Virtuals integrates Leyten's GPU engine to run GLM-5.2 across AI agent network
In brief
- Virtuals Protocol integrated Leyten's shard engine to distribute GLM-5.2 inference across networked GPUs
- GLM-5.2 features 744 billion parameters and 1 million token context window, released by Z.ai June 16
- Integration reduces reliance on centralized cloud infrastructure for decentralized frontier-scale AI inference
How the integration works
Leyten's shard engine uses pipeline-parallel inference to slice large models into pieces and distribute them across separate GPUs. This approach lets Virtuals run frontier-scale AI without relying on single massive GPU clusters or centralized cloud infrastructure.
GLM-5.2 is a substantial model. The open-weight architecture contains approximately 744 billion total parameters, though only 39 to 40 billion are active per token. The model uses a mixture-of-experts design, activating only a fraction of its parameters for any given task. It also ships with a 1 million token context window, five times larger than its predecessor GLM-5.1.
The broader shift
Z.ai released GLM-5.2 to subscribers on June 13, 2026, before making it publicly available three days later. The timing reflects growing momentum around open-weight models as alternatives to proprietary frontier AI.

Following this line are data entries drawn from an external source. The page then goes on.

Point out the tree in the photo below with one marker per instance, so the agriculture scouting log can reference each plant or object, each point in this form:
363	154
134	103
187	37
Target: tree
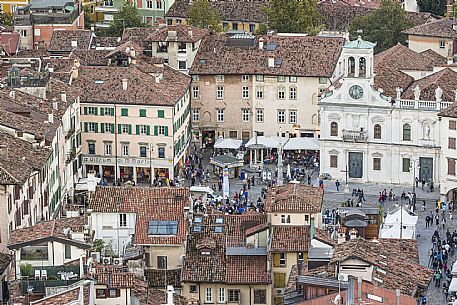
127	17
292	16
437	7
203	16
6	18
383	26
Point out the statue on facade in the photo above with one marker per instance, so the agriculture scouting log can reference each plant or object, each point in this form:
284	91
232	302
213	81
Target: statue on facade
417	92
399	91
438	94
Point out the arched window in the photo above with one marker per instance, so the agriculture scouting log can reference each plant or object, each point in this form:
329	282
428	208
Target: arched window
334	129
351	66
377	131
406	132
362	67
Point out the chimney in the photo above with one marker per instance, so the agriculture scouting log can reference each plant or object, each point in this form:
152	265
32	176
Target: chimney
271	62
63	96
261	43
170	291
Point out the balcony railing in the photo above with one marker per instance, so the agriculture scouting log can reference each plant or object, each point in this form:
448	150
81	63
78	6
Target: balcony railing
355	135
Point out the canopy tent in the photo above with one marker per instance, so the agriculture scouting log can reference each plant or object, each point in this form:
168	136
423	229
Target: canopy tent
266	142
401	215
227	143
453	285
394	232
302	144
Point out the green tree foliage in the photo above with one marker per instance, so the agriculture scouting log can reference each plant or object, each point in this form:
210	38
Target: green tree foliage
6	18
127	17
437	7
383	26
292	16
203	16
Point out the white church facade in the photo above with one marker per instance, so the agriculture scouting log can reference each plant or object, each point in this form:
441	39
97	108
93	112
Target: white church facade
375	137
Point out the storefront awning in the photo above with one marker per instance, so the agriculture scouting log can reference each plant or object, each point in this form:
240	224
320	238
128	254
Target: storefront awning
227	143
302	144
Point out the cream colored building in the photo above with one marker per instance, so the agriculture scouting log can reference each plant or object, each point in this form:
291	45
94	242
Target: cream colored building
243	84
438	36
135	121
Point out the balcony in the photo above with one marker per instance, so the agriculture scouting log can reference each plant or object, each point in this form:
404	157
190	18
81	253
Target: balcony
355	135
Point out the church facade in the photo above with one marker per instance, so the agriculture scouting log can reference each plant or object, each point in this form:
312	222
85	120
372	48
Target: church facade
374	136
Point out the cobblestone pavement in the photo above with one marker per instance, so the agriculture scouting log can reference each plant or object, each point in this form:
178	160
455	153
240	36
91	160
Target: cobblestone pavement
333	199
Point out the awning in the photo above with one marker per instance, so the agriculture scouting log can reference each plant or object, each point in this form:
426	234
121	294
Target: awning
302	144
265	142
227	143
453	285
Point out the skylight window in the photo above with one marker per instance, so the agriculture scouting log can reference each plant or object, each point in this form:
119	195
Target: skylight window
163	227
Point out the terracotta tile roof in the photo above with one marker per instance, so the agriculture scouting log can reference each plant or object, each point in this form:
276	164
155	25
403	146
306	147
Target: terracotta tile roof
294	55
400	271
294	198
247	270
9	42
115	280
19	159
183	33
338	16
90	57
166	204
437	28
63	40
290	239
206	259
162	278
324	237
5	260
388	296
104	85
436	58
446	79
48	230
238	10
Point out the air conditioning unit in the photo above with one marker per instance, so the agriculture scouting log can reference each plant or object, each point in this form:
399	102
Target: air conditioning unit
95	256
343	277
106	260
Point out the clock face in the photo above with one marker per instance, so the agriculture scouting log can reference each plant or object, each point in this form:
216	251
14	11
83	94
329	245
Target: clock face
356	92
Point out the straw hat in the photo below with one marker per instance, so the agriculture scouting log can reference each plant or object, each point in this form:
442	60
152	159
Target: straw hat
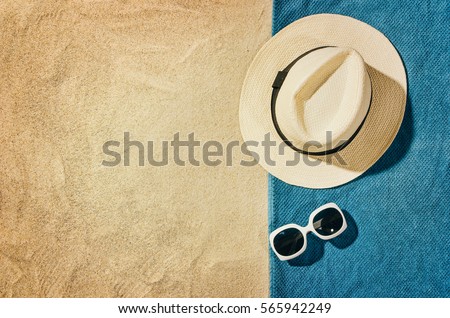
323	100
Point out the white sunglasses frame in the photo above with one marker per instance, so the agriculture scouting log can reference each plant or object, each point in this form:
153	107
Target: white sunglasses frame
307	229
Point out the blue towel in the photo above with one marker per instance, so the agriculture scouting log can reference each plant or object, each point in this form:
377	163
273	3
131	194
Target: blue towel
397	243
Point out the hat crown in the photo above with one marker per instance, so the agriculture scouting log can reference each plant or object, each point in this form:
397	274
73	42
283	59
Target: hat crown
324	98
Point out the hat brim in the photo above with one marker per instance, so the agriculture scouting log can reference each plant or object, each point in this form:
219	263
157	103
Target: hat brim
389	89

Virtuals' ecosystem runs on its native token, VIRTUAL. By distributing inference across a decentralized network of GPUs, the platform sidesteps the infrastructure bottlenecks that centralized AI providers face. This integration signals a shift toward decentralized AI infrastructure in the crypto space, where cost and access constraints have historically limited what's possible onchain.